ECD2に反応し、Tagに反応しないモノクローナル抗体を産生するハイブリドーマ細胞を選択した結果、37クローンが取得された。それぞれの抗体に関して、ELISAの結果を図2に示した。これらのハイブリドーマ細胞の中から、ECD2に強く反応し、Tagに反応しない抗体を産生する細胞を選択し、限界希釈により単クローニングを行った結果、6クローンのハイブリドーマ細胞を樹立した。これらのハイブリドーマから産生される抗体の反応性をELISAで測定した結果を図3に示した。以降では、6クローンの抗体をそれぞれ、「Mu2C1」、「Mu2C15」、「Mu2C21」、「Mu2C22」、「Mu2C24」、「Mu2C26」とも称する。

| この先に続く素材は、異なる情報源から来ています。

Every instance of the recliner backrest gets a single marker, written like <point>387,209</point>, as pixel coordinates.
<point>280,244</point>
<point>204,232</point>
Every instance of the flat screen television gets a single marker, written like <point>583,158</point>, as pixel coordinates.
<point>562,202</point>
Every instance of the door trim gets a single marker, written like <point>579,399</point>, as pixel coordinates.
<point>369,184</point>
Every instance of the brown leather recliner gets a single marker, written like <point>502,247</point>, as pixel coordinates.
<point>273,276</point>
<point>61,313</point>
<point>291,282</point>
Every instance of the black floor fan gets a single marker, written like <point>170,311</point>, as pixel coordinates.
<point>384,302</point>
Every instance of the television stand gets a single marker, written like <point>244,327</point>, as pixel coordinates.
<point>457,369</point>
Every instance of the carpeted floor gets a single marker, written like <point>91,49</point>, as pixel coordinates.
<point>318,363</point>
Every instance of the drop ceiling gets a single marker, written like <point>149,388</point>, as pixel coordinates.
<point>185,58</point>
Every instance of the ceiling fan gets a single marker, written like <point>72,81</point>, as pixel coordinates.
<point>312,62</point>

これらのハイブリドーマ細胞を、それぞれ10cmディッシュ10枚に90%コンフルエントとなるよう培養し、HT培地(Invitrogen社製)とEX CELL Sp2/O(ニチレイバイオサイエンス社製)とを1:1で混合した培地で10日間培養を行った。培養上清を回収し、ProteinGカラムを用いて精製した。培養上清100mLに対し、0.5mLのProteinGカラム(GEヘルスケア社)を用いた。PBSで平衡化したProteinGカラムに対し、培養液を1〜3ml/minの流速で通過させた後、6mLの洗浄バッファー(25mM Tris−HCl(pH7.4)、140mM NaCl、10mM KCl)で洗浄した。次に1mLの溶出バッファー(0.1M Glycine(pH2.5))で抗体タンパク質を溶出させ、3M Tris−HCl(pH7.4)を用いてpH7.0〜7.4の間になるよう中和した。Amicon Ultra 30(Millipore社)を用いて抗体を濃縮するとともにバッファーをPBSに置換した。
実施例2.抗LGR6モノクローナル抗体の解析
(1)ウエスタンブロッティング
実施例1.(7)で得られた6種類のハイブリドーマ細胞「Mu2C1」、「Mu2C15」、「Mu2C21」、「Mu2C22」、「Mu2C24」、「Mu2C26」が産生する抗体に関して、ウエスタンブロッティングによる解析を行った。まず、抗原であるECD2との反応性を解析した。実施例1.(3)で作製したECD2のタンパク質濃度をBradford法により測定後、1μg/mLとなるよう調製し、SDS−PAGEに供した。泳動後、トランスブロットSDセル(バイオラッド社)を用い、メーカー推奨のプロトコールに従いPVDFメンブレン(PIERCE社)にタンパク質を転写した。TBS−Tに5%(w/v)となるよう溶解したスキムミルクを用いて、室温で30分間ブロッキングを行い、TBS−Tで2回洗浄を行った。実施例1.(7)で作製した6種類のモノクローナル抗体をTBS−Tで1μg/mLに希釈し、メンブレンと1時間、室温で反応させた。TBS−Tで3回洗浄後、二次抗体として、抗マウスIgGポリクローナル抗体−HRP標識(BETHYL社製)をTBS−Tで1万倍に希釈した。メンブレンと室温で30分反応させた後、TBS−Tで3回洗浄した。メンブレンをImmobilon(Millipore社)に浸したのち、ラップしてLAS−3000(富士フィルム社)でシグナルを検出した。実験結果を図4に示した。この結果から、6種類の抗体は変性させたECD2とも反応することが示された。
(2)免疫細胞染色
実施例1.(7)で得られた6種類の抗体と、大腸癌細胞(HT−29)との反応性を解析した。以下では、ハイブリドーマ細胞が産生する抗体をそれぞれのクローン番号で記載することがある。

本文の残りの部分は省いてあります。